The general idea is that sometimes the translation result of the translation model is correct, but it just happens not to match the reference translation (for example, a synonym is used), so the synonym set is expanded using knowledge sources such as WordNet, and the word form is also taken into consideration. (Words with the same stem are also considered partial matches, and certain rewards should be given. For example, translating likes into like is better than translating it into other messy words, right?) When evaluating the fluency of a sentence, use Under the concept of chunk (candidate translation and reference translation can be aligned, spatially consecutive words form a chunk, this alignment algorithm is a somewhat complex heuristic beam serach), the smaller the number of chunks means that the average of each chunk The longer the length, that is to say, the more consistent the word order of the candidate translation and the reference translation is . Finally, both recall rate and accuracy rate must be considered, and the F value is used as the final evaluation index.

The shortcomings of METEOR are also obvious. One is that it is only implemented in Java, and it is a jar package and not an API. METEOR can only be counted on the entire test set instead of testing each statement individually (unless you write each statement separately to a file and then jar package), it's really stupid. At a time when Python dominates deep learning, it is conceivable that few people use this indicator...

ROUGH

The basic idea of ​​the ROUGE algorithm is similar to that of BLEU, but it counts the recall rate, that is, for the phrases in the standard translation, count how many of them appear in the translation of the machine translation (just the opposite of BLUE) . In fact, it is to look at the machine How many translations are correct? This evaluation indicator mainly depends on whether the phrases appear in the standard translation, so the longer the translation of natural machine translation, the better the result.

CIDEr

Commonly used for image subtitle generation, CIDEr is a combination of BLEU and vector space models . It treats each sentence as a document, and then calculates the cosine angle of the TF-IDF vector (but the term is n-gram instead of a word).
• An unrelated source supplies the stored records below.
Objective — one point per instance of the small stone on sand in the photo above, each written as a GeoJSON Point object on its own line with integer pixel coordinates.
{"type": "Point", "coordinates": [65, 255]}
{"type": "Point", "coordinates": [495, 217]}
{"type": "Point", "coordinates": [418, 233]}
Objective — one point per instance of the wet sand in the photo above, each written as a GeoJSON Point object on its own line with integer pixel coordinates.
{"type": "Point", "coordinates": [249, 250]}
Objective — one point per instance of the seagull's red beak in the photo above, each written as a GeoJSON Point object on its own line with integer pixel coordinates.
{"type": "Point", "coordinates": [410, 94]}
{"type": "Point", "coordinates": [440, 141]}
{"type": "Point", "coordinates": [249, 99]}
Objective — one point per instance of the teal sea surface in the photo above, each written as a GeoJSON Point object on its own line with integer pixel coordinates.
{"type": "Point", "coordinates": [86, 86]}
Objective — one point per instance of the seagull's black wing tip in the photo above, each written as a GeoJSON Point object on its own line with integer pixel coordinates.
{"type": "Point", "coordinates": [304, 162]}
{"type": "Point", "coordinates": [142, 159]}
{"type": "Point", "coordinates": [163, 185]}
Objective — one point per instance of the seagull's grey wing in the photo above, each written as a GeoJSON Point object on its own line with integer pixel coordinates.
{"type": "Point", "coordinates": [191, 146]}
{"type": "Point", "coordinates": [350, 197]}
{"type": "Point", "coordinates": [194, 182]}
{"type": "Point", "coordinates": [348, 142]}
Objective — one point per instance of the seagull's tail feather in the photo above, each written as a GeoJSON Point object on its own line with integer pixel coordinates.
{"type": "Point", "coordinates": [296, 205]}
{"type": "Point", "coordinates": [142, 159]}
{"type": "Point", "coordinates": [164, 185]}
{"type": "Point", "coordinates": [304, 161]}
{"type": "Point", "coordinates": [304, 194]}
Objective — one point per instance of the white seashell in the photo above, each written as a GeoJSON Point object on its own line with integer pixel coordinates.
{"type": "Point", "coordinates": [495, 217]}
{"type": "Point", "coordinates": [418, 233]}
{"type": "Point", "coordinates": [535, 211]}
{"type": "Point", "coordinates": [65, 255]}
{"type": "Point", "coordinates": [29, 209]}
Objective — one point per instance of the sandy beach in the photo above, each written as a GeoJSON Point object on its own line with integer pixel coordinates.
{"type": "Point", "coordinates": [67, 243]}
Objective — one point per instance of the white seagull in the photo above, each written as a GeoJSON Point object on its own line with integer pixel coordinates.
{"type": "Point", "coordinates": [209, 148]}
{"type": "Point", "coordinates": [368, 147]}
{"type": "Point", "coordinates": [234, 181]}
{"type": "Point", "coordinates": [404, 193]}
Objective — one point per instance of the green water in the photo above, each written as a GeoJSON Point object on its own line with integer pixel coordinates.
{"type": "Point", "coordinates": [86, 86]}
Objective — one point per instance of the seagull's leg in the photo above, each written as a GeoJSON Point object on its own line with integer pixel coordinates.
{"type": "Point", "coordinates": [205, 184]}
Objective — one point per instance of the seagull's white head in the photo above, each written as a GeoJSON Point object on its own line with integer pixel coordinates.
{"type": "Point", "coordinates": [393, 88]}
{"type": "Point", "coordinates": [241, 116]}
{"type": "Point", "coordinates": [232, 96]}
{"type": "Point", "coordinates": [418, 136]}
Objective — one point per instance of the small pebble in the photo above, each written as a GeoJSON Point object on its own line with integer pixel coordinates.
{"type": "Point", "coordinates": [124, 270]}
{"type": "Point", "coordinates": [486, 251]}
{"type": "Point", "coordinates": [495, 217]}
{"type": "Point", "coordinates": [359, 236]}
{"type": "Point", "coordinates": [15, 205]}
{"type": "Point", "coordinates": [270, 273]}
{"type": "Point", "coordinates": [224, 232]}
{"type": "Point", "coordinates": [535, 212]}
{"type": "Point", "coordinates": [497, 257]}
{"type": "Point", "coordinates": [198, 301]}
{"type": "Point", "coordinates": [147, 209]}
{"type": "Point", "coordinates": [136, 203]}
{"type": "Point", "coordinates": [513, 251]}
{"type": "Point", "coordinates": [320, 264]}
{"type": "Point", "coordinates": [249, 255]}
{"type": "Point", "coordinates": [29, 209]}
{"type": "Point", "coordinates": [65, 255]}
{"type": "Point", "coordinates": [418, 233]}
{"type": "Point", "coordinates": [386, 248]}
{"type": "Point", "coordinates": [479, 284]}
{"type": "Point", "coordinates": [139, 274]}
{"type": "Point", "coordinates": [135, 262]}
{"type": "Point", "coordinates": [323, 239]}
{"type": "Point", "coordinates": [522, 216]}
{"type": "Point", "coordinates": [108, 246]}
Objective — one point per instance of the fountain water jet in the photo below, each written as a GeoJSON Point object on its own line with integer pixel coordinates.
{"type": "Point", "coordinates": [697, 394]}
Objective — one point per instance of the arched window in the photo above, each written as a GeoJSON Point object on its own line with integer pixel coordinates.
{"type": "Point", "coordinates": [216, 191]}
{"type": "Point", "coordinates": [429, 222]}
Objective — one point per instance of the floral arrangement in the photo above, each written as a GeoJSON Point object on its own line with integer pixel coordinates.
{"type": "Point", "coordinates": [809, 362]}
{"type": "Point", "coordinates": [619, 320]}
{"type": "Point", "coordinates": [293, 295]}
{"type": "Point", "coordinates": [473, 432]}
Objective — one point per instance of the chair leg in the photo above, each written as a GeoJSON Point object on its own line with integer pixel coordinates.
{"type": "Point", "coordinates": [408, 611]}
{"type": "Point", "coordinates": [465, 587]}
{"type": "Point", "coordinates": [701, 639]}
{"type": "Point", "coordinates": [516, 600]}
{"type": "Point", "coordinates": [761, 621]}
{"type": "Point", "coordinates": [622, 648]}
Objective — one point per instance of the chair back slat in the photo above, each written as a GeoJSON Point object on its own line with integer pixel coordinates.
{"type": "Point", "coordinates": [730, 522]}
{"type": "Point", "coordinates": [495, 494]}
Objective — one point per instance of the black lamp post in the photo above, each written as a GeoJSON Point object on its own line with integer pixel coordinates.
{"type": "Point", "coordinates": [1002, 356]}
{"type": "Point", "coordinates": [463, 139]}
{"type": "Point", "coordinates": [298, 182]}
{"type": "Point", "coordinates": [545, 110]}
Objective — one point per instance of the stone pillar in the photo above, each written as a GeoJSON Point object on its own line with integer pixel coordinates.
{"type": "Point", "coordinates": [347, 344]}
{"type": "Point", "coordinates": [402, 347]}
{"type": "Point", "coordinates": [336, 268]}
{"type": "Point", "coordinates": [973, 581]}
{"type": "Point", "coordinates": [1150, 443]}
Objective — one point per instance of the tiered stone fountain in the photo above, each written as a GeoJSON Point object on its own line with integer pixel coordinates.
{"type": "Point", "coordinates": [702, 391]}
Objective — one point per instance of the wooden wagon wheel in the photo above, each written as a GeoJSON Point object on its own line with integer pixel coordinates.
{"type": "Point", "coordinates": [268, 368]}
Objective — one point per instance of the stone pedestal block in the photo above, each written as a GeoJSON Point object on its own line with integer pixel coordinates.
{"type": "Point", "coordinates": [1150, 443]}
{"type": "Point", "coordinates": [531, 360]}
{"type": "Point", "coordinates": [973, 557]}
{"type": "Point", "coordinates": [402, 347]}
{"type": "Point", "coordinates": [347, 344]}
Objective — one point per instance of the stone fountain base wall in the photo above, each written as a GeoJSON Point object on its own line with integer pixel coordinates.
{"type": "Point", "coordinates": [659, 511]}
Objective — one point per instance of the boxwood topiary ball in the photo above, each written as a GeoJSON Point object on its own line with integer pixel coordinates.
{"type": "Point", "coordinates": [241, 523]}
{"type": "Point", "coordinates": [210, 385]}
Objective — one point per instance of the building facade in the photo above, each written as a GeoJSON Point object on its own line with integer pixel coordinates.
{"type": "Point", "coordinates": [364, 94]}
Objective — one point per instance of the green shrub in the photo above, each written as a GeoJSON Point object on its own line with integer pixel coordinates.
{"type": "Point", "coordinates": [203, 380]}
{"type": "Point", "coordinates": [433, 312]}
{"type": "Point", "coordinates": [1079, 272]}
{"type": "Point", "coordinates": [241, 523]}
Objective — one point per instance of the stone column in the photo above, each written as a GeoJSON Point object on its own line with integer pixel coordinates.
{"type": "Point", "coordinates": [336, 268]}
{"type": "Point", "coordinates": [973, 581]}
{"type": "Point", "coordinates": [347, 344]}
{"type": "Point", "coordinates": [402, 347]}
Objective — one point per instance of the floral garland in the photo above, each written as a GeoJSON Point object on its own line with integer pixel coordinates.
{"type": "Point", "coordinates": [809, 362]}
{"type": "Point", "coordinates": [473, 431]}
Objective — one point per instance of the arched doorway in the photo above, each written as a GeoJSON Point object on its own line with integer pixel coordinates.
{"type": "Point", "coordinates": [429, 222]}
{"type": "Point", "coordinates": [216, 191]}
Based on this, the similarity between the candidate sentence and the reference sentence is obtained, which is also n of different lengths. -gram similarities are averaged to get the final result. The advantage is that different n-grams have different weights with different TF-IDFs, because the more common n-grams in the entire corpus contain a smaller amount of information. The key point of image subtitle generation evaluation is to see whether the model has captured key information . For example, the content of a picture is "A person is swimming in the swimming pool during the day." The most critical information should be "Swimming". When generating subtitles, if it contains Or some other information (such as "daytime") is missed, which is actually irrelevant, so such an operation of reducing the weight of non-keywords is needed.